Ja-Nee is not just an insider’s account of what it means to be a young Springbok on the darkest day in South African rugby history –the afternoon when Willie John McBride’s 1974 British Lions scored five tries to beat the Boks 28-9 at a packed Loftus Versfeld – but an insightful and sometimes hilarious study of two very different cultures.

After a shock first test defeat against the Lions, in an atmosphere of panic, the selectors made seven changes to the Springbok side and Macdonald, the 24-year-old eighth man who played for the University of Cape Town and Western Province, was called up for the second test. Weaving his own experience of the test through the commentaries of Gerhard Viviers, the voice of Springbok Rugby, SABC’s Kim Shippey and BBC’s Alun Williams, Macdonald tells the minute by minute story of that catastrophic winter afternoon.
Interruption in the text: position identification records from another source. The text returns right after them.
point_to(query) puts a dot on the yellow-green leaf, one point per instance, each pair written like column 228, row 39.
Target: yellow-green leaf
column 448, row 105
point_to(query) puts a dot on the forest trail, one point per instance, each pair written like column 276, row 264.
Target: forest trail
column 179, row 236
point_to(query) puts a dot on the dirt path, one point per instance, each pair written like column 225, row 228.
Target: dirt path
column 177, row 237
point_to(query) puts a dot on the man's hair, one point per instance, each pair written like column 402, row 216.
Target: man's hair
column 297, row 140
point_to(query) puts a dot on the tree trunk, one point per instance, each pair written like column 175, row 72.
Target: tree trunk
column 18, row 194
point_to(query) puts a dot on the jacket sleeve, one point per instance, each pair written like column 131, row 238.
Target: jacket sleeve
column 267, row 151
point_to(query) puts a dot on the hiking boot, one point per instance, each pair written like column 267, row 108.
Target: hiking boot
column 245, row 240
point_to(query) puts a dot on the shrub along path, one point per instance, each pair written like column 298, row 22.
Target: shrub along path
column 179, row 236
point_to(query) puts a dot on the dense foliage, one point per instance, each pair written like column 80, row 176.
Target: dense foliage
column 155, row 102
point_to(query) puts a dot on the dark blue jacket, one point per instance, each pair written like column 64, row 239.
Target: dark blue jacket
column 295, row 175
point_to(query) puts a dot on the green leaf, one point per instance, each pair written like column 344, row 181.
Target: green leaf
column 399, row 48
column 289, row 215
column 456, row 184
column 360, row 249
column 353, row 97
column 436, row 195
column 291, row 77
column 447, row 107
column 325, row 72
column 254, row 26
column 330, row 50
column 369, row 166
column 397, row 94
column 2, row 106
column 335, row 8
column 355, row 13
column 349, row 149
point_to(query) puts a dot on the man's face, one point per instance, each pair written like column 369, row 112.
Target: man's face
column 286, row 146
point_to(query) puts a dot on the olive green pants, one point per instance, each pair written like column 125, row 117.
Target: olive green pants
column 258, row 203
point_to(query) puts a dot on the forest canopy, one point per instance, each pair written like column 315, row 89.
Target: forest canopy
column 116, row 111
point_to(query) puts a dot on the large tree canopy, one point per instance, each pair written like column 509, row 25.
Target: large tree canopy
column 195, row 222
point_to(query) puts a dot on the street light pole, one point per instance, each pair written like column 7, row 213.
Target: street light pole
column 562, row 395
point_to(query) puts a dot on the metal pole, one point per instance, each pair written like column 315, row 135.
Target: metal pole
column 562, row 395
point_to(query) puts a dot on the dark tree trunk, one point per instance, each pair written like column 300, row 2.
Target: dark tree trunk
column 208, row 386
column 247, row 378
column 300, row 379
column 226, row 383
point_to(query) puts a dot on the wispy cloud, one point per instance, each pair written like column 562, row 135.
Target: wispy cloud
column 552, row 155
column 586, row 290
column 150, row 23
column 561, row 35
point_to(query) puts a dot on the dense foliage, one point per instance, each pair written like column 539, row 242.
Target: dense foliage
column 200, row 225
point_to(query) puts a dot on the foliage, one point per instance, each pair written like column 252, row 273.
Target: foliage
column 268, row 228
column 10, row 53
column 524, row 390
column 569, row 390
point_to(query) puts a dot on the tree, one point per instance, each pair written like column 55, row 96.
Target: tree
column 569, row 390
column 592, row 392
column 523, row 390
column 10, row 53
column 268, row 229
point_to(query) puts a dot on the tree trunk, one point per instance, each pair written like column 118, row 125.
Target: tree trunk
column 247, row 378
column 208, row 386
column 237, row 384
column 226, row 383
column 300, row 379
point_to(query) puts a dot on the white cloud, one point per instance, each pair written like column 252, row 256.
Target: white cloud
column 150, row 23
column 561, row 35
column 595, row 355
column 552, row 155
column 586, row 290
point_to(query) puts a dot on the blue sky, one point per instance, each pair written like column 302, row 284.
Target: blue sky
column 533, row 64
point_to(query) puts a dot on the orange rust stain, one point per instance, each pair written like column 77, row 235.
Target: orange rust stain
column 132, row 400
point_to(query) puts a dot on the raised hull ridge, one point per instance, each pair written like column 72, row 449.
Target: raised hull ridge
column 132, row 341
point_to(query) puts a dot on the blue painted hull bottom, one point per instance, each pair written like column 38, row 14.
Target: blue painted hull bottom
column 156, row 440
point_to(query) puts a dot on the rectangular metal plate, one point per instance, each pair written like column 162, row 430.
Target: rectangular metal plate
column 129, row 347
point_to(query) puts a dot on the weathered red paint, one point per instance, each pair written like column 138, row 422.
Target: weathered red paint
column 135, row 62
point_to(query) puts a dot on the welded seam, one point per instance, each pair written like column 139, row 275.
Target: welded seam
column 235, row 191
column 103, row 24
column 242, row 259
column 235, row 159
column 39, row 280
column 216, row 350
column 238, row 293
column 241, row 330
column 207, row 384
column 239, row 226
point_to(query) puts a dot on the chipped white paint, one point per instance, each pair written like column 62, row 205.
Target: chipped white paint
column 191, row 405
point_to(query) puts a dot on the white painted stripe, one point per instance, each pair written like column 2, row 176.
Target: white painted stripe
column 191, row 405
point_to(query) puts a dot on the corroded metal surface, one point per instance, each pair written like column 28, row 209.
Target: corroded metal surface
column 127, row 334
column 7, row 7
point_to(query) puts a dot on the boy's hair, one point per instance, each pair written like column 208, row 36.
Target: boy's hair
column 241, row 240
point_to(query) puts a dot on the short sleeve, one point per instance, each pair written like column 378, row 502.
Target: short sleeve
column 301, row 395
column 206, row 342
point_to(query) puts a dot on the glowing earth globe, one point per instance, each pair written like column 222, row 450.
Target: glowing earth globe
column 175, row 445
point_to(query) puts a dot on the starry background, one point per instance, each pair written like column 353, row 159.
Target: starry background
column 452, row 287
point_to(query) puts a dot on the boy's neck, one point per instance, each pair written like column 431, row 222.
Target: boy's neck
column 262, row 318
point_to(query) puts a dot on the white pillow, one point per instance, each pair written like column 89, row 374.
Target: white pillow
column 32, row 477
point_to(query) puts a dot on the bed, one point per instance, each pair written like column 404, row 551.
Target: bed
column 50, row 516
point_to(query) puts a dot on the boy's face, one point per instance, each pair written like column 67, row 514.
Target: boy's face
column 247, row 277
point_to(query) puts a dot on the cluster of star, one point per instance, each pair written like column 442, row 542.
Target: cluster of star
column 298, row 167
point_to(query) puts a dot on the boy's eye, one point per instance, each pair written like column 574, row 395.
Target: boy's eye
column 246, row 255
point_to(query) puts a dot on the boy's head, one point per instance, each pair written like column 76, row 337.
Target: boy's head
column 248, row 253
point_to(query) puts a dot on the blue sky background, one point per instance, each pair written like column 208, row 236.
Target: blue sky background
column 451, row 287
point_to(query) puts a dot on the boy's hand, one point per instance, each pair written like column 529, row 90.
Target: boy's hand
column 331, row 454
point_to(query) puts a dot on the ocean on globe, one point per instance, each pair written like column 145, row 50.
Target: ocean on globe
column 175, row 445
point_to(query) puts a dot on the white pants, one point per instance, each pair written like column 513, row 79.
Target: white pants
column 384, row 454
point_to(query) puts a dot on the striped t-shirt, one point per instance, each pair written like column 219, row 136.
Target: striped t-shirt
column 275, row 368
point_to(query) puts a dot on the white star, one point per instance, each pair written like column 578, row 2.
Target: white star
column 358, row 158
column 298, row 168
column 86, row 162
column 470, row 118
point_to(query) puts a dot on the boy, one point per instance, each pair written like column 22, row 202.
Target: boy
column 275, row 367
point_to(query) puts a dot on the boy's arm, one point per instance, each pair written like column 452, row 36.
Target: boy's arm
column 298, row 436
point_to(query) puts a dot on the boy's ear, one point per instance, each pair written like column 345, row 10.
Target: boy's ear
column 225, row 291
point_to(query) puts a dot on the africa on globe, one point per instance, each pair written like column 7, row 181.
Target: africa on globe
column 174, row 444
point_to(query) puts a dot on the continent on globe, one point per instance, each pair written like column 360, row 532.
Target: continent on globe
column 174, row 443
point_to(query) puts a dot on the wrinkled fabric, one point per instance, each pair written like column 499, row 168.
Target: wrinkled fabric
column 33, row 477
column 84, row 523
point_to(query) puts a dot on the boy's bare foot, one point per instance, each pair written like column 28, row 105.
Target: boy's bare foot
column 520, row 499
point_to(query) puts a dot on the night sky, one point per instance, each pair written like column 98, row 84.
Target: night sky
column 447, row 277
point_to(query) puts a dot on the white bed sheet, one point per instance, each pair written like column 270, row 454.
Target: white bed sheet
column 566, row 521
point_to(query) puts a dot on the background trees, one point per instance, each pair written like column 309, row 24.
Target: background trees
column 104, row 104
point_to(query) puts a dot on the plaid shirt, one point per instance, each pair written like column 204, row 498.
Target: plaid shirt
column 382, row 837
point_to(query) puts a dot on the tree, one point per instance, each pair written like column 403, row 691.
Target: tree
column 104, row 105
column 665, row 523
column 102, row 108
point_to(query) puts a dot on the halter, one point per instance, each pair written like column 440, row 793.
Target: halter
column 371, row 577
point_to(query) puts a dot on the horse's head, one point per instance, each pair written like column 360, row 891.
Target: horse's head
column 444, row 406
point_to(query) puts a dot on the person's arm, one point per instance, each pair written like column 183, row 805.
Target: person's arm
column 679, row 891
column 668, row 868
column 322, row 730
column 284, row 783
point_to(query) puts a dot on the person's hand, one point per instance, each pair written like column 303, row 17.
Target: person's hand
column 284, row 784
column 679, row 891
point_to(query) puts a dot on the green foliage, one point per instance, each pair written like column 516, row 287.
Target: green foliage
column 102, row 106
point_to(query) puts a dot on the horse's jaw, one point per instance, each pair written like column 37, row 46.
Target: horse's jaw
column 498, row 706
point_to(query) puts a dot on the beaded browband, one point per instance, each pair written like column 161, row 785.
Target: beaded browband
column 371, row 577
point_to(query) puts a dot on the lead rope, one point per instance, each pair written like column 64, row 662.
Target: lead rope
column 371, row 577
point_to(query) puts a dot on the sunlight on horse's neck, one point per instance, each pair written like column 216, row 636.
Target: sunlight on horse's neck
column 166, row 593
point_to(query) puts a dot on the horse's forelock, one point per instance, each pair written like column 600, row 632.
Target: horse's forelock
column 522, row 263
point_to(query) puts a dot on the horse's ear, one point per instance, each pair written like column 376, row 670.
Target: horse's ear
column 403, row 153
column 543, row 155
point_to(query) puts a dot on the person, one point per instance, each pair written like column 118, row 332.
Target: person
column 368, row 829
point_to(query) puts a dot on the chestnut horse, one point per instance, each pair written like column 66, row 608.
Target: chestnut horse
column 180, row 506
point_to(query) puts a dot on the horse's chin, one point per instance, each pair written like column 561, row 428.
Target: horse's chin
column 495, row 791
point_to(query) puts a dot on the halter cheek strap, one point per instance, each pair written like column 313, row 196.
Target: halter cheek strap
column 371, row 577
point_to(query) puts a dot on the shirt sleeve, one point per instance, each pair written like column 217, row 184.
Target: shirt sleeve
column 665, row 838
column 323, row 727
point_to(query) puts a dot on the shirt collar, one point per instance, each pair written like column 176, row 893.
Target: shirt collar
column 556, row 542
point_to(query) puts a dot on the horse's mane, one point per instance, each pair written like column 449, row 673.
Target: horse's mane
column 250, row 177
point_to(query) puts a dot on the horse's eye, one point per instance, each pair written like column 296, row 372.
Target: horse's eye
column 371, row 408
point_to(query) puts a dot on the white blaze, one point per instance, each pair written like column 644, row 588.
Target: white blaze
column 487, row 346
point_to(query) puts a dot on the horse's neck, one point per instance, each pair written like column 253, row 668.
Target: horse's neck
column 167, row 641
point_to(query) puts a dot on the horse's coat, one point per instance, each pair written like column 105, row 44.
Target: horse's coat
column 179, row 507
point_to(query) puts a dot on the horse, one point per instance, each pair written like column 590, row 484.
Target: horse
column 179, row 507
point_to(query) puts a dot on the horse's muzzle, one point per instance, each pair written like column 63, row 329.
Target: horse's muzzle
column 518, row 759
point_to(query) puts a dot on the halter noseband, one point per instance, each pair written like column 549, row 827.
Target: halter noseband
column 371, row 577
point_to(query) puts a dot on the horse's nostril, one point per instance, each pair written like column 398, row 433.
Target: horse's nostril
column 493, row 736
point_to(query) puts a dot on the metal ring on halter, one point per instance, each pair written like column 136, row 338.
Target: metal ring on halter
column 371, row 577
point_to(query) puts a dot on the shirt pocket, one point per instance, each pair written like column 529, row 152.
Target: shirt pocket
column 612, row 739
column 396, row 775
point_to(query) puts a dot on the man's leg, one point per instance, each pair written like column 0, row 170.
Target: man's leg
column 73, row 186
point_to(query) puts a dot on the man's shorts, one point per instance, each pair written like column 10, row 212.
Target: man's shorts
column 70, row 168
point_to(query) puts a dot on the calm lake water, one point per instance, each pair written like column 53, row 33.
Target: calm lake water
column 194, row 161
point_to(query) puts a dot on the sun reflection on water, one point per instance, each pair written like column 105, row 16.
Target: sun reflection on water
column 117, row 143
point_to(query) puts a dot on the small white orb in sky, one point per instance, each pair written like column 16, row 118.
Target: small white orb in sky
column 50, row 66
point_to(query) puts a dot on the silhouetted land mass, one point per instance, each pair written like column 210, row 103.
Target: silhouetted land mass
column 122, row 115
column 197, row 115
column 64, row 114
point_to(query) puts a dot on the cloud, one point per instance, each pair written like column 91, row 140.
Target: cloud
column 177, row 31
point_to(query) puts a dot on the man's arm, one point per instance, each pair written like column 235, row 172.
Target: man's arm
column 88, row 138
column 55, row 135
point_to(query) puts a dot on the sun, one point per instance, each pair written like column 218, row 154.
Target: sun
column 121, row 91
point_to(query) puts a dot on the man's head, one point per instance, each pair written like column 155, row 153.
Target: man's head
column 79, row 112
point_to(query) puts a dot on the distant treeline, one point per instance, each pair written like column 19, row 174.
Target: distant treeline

With insight and unusual humour, his account explores the myths of Springbok rugby, sharing his theories about the badge, the jersey and the resolute Afrikaans rugby players who had never lost to the Lions before. Written nearly 50 years after the event in an idiosyncratic and colloquial style, Macdonald offers his impressions of a gifted generation of Lions, Phil Bennett, the unsmiling Mervyn Davies and the effervescent Gareth Edwards.

This is rugby history as it has never been written before. It’s the story of a rugby match from the inside, and of a series defeat that would traumatise the South African rugby establishment for years. A compelling rugby story that transcends rugby.

978-1-991202-67-3 | Trade Paperback | Memoir | 240 pages | R295 

Dugald Macdonald played rugby for Western Province 1972-1974 and was capped for the Springboks against the British Lions in 1974. He continued playing rugby in Italy, for Oxford University, and then three years playing for Stade Toulousain, France. In 2001 he completed a 5 000-kilometre rowing trip across the Atlantic and four years later, he trekked to the North Magnetic Pole. He lives in Cape Town.